CEO Chris Mayne told The Glazine that the organisation is aiming to be covering 250,000 installations a year by year five. It is looking to involve all levels of the supply chain – with a number of major players already on board – though installers will not be committed to buy from registered companies fabricators, systems or other suppliers.

Registered companies will be required to notify every installation and pay a fixed fee for each notification, as well as annual registration and a fee for each audit. They will not need to seek an IBG for installations as all requirements will be met by the organisation’s own standards of practice, which all members must uphold. Self-certification will be carried out in association with Stroma Certification but Corgi will be the point of contact for installers.

The organisation will also not commit Registered companies to the industry-standard 1% of site inspections. Instead, it has created a Quality Standards Indicator to give a risk-based analysis of how many inspections each member must undergo.

This indicator will be based on a number of parameters including the new ‘Rate Your Installation’ resource, an online rating system in the style of sites such as TripAdvisor, where every customer is invited to rate each member quality and service. Chief Operating Officer Jacqueline Crawford added that it will publish every review ‘unlike some sites’ allowing for a right of reply if installers have a genuine grievance.

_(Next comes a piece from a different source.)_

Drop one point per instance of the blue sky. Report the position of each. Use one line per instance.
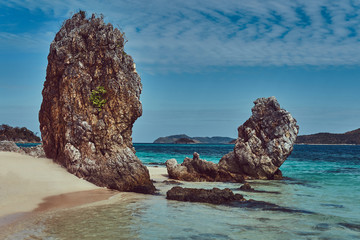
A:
(202, 63)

She continued: “There will also be no lead generation element; Rate Your Installation will be postcode-searchable so homeowners or any other potential customers will be able to view all local installers ratings then contact them directly.
Corgi is equally emphatic about what the scheme is not, as Chris explained: “It is not a Competent Person Scheme. The consumer protection element is inbuilt in the standards it will set all members; all customers will be given a guarantee and it will also include a complaints and appeals process.”

Jacqueline added: “Anyone expecting just to buy in to a badge will be disappointed. There is a logo that registered companies will be able to display but that is only a small part of what the scheme is about.”

Corgi aims to benefit from the organisation’s own brand recognition but will also be reinvesting a proportion of revenue in consumer marketing the scheme is established.